12. You've shepherded Tim Burton's peculiar visions to the screen for decades.
How do you switch creative gears when making your own award-winning indie shorts like Viaticum or The Current State of The Backyard Pool Industry?


A. It’s a bit of a reset for me. Big studio films carry a lot of responsibility and moving parts, and I love that challenge, but there’s something cathartic about shifting to a smaller project where the timeline and creative choices are more fluid and my own.

The smaller, personal films remind me why I started making movies in the first place. The balance between the two worlds keeps me energized. One stretches my craft, the other feeds my voice.

 

11. The $2.9 billion producer with a camera: The films you've produced have earned nearly $3 billion, yet you often direct and operate the camera on your own projects. Do you feel most powerful with a spreadsheet or a viewfinder in your hand?

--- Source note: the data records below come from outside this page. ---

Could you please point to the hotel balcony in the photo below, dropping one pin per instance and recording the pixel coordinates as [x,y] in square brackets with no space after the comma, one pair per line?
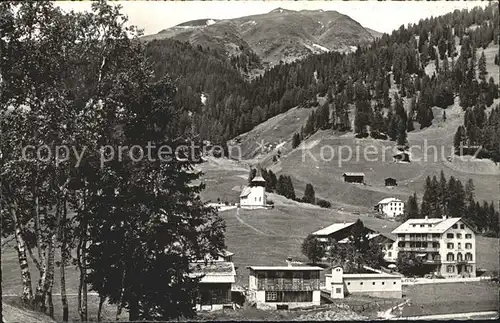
[419,238]
[421,249]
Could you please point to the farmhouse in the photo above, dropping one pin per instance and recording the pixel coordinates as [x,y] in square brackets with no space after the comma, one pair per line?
[283,287]
[390,207]
[342,231]
[375,285]
[389,181]
[446,245]
[354,178]
[254,196]
[216,281]
[402,157]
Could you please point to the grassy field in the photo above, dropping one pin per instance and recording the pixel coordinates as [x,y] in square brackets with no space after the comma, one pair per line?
[451,298]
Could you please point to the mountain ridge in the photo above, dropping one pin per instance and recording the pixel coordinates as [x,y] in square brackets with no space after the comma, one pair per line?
[279,35]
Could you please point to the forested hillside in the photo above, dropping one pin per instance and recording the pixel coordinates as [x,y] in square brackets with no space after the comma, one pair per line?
[362,78]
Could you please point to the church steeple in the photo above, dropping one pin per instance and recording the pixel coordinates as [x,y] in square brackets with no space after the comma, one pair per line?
[258,180]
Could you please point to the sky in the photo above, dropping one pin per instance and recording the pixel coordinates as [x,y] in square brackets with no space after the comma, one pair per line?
[382,16]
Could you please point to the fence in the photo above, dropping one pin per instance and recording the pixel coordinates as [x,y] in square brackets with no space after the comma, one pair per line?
[379,304]
[421,281]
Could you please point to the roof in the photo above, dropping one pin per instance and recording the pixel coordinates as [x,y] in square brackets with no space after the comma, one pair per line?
[246,191]
[214,272]
[258,179]
[225,253]
[371,276]
[389,200]
[284,268]
[432,225]
[373,236]
[354,174]
[332,228]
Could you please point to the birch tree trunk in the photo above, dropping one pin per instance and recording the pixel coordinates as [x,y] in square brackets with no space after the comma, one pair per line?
[50,273]
[64,252]
[23,259]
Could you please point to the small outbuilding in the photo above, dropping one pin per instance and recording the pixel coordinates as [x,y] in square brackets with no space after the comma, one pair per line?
[403,157]
[389,181]
[354,178]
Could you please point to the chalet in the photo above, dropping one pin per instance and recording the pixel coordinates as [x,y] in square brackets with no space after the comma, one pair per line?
[371,284]
[217,278]
[254,196]
[389,181]
[341,232]
[390,207]
[354,178]
[401,157]
[215,285]
[283,287]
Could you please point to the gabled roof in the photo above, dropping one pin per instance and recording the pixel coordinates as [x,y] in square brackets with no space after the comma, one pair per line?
[389,200]
[285,268]
[353,174]
[258,179]
[432,225]
[332,228]
[213,272]
[246,191]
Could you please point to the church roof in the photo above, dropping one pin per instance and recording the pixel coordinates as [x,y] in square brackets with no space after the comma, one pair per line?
[258,178]
[246,191]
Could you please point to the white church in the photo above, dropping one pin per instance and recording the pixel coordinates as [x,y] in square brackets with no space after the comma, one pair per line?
[254,196]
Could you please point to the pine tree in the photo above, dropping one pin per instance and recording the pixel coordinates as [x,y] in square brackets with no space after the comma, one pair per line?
[482,68]
[411,209]
[309,195]
[295,140]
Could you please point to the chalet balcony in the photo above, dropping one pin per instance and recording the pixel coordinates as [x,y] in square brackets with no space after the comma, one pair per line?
[436,239]
[421,249]
[287,285]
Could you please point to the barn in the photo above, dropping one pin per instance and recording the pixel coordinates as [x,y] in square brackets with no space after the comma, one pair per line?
[354,177]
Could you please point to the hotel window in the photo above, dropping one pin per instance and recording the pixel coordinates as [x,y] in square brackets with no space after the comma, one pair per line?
[450,257]
[271,296]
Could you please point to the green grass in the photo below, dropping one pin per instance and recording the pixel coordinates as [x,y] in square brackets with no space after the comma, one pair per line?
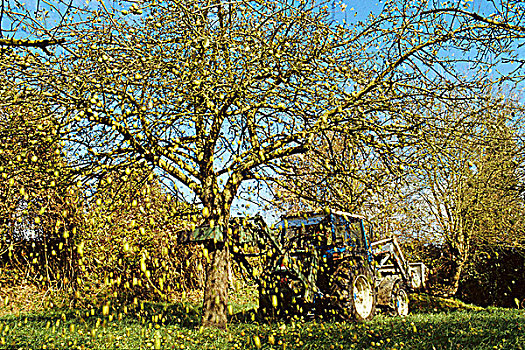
[176,326]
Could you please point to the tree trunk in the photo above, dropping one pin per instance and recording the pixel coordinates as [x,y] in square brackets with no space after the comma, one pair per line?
[216,290]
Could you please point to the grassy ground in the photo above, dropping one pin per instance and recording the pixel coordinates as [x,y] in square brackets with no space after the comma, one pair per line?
[176,326]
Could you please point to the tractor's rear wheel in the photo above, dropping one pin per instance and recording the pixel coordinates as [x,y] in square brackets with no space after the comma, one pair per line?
[354,296]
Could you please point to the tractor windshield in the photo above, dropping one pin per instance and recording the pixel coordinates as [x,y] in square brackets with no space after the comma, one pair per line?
[349,233]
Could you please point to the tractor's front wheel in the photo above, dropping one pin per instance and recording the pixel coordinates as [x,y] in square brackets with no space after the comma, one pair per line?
[363,298]
[400,300]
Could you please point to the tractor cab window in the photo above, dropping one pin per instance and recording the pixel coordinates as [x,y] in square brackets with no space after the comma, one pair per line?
[355,234]
[349,233]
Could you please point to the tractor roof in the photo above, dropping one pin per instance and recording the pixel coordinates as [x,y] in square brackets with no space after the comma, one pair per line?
[312,218]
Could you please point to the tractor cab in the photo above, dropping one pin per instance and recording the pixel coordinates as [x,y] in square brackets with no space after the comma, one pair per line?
[332,233]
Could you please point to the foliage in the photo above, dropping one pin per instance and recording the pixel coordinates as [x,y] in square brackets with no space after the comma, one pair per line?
[38,207]
[129,249]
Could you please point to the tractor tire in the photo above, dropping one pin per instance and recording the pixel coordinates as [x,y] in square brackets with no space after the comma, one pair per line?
[355,295]
[400,302]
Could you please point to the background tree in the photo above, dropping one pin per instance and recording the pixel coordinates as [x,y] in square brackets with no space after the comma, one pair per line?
[213,94]
[38,210]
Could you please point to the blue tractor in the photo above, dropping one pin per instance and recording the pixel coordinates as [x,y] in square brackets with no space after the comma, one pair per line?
[323,264]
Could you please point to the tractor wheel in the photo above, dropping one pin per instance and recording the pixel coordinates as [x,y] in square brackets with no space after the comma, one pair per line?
[399,306]
[355,296]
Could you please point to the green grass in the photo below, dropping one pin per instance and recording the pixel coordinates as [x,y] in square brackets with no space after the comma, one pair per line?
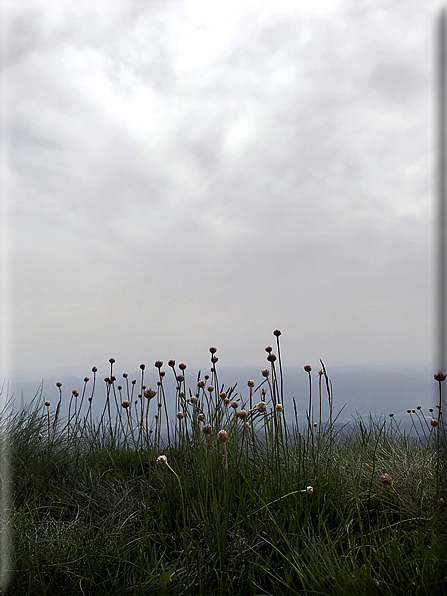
[94,514]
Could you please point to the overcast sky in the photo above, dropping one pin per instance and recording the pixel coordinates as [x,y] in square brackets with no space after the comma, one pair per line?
[183,174]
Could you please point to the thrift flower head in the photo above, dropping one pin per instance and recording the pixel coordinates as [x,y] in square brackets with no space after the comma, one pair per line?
[386,480]
[440,376]
[222,436]
[162,460]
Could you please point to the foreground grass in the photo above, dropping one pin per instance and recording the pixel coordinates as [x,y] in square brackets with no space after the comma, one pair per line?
[101,517]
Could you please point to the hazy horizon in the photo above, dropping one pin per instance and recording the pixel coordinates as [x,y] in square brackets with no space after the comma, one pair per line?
[187,174]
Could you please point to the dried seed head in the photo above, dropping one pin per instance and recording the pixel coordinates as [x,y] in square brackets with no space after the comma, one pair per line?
[222,436]
[161,460]
[386,480]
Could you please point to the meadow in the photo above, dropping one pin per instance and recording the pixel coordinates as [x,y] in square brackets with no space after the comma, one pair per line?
[223,496]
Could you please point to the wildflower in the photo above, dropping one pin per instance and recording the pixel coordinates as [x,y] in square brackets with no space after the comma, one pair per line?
[150,393]
[222,436]
[161,460]
[386,480]
[309,490]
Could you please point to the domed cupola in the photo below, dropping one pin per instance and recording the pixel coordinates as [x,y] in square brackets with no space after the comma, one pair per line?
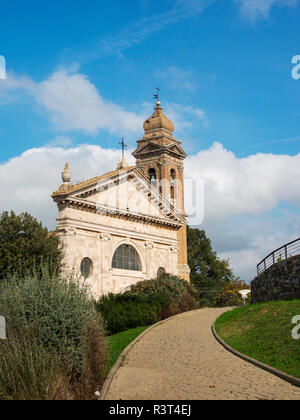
[158,121]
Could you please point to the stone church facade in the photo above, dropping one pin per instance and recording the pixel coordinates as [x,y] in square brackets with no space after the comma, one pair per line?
[128,225]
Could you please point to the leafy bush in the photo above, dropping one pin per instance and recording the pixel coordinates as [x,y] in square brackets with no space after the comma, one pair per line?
[55,346]
[167,285]
[146,303]
[130,310]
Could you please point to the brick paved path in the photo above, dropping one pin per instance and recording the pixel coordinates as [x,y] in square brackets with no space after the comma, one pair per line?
[181,360]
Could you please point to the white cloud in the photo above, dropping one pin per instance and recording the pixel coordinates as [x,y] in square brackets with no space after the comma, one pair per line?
[73,103]
[185,116]
[177,79]
[253,9]
[60,141]
[240,194]
[251,185]
[139,31]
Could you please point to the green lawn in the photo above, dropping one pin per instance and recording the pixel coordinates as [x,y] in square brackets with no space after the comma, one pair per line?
[118,342]
[264,331]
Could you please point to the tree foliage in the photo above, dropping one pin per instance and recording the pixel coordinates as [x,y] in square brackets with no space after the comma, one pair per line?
[25,244]
[207,270]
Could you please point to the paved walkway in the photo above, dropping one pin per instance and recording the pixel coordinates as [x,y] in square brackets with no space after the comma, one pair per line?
[181,360]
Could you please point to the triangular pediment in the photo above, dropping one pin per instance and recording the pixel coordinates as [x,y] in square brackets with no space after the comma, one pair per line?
[127,193]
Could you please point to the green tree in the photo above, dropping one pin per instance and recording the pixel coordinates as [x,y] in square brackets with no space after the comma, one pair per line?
[207,270]
[25,244]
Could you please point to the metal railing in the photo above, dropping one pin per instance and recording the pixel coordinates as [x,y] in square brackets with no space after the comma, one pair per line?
[283,253]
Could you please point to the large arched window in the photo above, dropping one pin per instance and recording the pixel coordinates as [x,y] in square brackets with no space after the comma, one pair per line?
[126,258]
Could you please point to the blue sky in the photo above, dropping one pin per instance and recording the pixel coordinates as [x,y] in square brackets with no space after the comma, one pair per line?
[80,75]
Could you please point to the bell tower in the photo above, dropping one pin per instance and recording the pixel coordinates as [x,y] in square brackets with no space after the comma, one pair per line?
[159,156]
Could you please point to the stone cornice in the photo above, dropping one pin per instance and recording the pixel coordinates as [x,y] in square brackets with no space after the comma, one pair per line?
[114,212]
[104,231]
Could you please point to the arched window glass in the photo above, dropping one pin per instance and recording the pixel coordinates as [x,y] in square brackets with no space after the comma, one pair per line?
[160,272]
[86,268]
[152,176]
[126,258]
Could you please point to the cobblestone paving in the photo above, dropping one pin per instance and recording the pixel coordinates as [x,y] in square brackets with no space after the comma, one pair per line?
[181,360]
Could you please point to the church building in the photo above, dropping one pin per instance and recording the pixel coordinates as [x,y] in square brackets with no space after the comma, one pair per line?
[128,225]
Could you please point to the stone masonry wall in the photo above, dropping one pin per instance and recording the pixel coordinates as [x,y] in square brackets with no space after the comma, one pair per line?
[281,281]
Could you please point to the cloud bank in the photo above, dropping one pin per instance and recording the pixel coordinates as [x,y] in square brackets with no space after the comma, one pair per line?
[253,9]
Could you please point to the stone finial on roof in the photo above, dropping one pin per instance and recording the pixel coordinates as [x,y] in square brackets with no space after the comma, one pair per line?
[158,121]
[66,178]
[123,164]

A. My love of filmmaking really started with the camera and storytelling. That was the entry point for me. I fell in love with the camera at a young age, and that hasn’t gone away along with my fondness of editing, it’s still one of my favorite parts of the process. I feel most creatively alive when I have a camera in my hand or when I’m shaping a film in the edit.

At the same time, filmmaking in any capacity requires understanding the “spreadsheet realities.” As a creative producer, my skill set naturally leans toward story development and helping bring all the pieces together. A big part of my role is helping maintain the director’s vision from development through post-production, making sure the film stays true to its tone and intention.

So both worlds matter, but the creative spark for me has always lived closest to the camera and the edit.

 

10. You started as Tim Burton's assistant on major films Mars Attacks! (1996), Sleepy Hollow (1999), Planet of the Apes (2001) and Big Fish (2003), and rose to lead the Tim Burton Productions company. What's one piece of "assistant-level" wisdom that still guides your decisions as a top producer today?

A.  Those early experiences were a real education. As an assistant, you get to see everything. You’re close enough to observe how a director works, how producers solve problems, how a film evolves from idea to final cut.

I genuinely loved that time. I wanted to be a fly on the wall and help wherever I could. I was lucky to have producers around me who were generous with responsibility and mentorship.

What stuck with me most were the basics, communicating clearly (and at the right moments), paying attention and perhaps most importantly, listening. Those sound simple, but they’re actually at the heart of producing. You’re constantly helping ideas move forward by understanding people.

 

9. What’s a unique memory you recall from working with a specific actor from any set, that you recall fondly?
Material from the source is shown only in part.